# Math Help - trigonometric equations

1. ## trigonometric equations

1. Prove that tan x sinx + cosx = 1/cosx

2. Prove that Tanx = sinx + sin²x/ cos x (1+ sinx)

3.prove that sinx - cosx = sinx-cosx

4. solve for x, where O◦ ≤ x ≤ 360◦

a) cosx (1-2sinx) = 0 (two answers)

b) 4sin²x-1 = 0 (two answers)

c) 2cosx + cosx -1 =0 (two answers)

d) 3sinx + 4sin x =4 (two answers)

I'm so lost with this stuff right now. I'm sorry its so much.

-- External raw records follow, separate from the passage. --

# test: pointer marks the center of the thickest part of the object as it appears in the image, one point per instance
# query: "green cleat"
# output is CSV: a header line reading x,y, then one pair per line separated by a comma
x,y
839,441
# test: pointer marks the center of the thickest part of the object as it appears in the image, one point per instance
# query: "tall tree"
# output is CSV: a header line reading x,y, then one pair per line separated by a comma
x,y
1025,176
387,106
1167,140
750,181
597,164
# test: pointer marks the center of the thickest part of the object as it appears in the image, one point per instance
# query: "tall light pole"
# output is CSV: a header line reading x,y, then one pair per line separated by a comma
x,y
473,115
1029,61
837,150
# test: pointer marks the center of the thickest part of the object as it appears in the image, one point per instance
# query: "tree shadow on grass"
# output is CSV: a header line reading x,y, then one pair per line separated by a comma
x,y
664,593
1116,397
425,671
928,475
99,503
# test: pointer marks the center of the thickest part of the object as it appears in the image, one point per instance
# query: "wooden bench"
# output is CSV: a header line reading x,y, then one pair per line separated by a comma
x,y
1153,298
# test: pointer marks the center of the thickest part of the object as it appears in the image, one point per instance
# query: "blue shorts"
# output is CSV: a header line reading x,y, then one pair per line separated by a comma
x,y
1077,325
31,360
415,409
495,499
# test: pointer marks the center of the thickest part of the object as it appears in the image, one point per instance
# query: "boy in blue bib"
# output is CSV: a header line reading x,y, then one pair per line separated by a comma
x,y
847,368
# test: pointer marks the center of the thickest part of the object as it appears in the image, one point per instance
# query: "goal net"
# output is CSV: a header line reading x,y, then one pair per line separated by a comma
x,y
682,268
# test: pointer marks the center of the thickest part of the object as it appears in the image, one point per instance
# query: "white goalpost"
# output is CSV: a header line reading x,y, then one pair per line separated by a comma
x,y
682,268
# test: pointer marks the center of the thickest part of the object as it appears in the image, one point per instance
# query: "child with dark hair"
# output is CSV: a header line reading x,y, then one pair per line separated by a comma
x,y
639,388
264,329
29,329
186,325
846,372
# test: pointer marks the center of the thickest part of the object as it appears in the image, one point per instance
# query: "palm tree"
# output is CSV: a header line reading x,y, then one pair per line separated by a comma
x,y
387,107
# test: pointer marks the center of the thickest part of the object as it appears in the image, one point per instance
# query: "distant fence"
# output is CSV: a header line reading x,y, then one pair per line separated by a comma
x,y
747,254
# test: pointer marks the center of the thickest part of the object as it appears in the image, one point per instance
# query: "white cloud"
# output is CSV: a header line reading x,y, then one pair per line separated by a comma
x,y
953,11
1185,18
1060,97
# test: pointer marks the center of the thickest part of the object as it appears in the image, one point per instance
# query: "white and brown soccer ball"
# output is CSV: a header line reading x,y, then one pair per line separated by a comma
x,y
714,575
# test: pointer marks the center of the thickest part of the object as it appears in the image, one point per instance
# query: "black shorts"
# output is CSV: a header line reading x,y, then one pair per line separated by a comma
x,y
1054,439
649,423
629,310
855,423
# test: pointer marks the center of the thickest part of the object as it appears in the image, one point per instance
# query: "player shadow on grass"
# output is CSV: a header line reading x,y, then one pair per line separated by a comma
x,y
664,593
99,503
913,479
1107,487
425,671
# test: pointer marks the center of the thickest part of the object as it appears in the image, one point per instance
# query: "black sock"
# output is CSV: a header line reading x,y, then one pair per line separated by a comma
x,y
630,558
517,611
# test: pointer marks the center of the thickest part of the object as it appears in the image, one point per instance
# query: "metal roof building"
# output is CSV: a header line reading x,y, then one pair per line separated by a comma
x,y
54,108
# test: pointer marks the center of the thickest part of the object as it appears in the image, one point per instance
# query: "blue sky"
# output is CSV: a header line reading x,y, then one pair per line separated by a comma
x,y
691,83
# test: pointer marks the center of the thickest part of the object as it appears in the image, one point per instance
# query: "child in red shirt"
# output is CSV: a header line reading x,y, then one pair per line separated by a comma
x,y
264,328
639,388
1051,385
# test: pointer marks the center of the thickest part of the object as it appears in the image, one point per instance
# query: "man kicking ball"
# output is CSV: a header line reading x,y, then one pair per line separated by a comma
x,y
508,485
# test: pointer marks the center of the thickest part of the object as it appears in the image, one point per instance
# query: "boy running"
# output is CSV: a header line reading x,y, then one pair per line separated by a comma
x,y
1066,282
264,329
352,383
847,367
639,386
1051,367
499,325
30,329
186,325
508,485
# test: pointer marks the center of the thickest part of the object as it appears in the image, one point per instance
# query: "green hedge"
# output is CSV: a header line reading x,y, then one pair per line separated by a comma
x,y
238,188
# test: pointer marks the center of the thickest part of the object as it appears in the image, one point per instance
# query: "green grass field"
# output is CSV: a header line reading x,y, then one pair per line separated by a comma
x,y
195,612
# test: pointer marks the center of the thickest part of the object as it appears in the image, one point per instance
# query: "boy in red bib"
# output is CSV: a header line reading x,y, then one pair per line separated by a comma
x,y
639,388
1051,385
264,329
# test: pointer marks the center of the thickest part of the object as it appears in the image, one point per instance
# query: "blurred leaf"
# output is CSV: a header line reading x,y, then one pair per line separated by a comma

2. Originally Posted by musicismylife2007
1. Prove that tan x sinx + cosx = 1/cosx
$\tan x \sin x + \cos x = \frac {1}{ \cos x}$

Consider LHS

$\tan x \sin x + \cos x = \frac {\sin x}{ \cos x } \sin x + \cos x$

$= \frac { \sin^2 x }{ \cos x} + \cos x$

$= \frac { \sin^2 x + \cos^2 x }{ \cos x }$

$= \frac {1}{ \cos x}$

$= RHS$

Thus we have $LHS \equiv RHS$

Questions like these are not as hard as you may think. here are some tips:

- Start on the most complicated side, it gives you more options to change stuff
- It is usually a good idea to change everything to sines and cosines. these are the functions students are most familiar with and so it is easy to see connections
- Always work one side to get the other, if you can't, make one side as simple as possible, stop, and then try to work the other side to get the simplified expression.

Now, try the other proving questions

3. Originally Posted by musicismylife2007

3.prove that sinx - cosx = sinx-cosx

4. solve for x, where O◦ ≤ 360◦

a) cosx (1-2sinx) = 0 (two answers)

b) 4sin²x-1 = 0 (two answers)

c) 2cosx + cosx -1 =0 (two answers)

d) 3sinx + 4sin x =4 (two answers)
I see ' over some of the functions, should there be squares there? and some of the questions don't make sense unless they should be squares. double check to make sure you don't have typos, otherwise, it wastes everyone's time

4. Originally Posted by musicismylife2007
4. solve for x, where O◦ ≤ 360◦
you mean, where $0 \leq x \leq 360$

a) cosx (1-2sinx) = 0 (two answers)
if two numbers being multiplied give zero, it means one or the other has to be zero

$\cos x (1 - 2 \sin x ) = 0$

$\Rightarrow \cos x = 0$ or $1 - 2 \sin x = 0$

$\Rightarrow \cos x = 0$ or $\sin x = \frac {1}{2}$

If $\cos x = 0$, we have $x = \frac { \pi}{2}$ or $\frac {3 \pi}{2}$ = $90^{\circ}$ or $270^{\circ}$

If $\sin x = \frac {1}{2}$, we have $x = \frac { \pi}{6}$ or $\frac {5 \pi}{6}$ = $30^{\circ}$ or $150^{\circ}$

so there are your two sets of x-values

5. Sorry made a mistake. Umm this is the way the questions are writen I hope it makes more sence now.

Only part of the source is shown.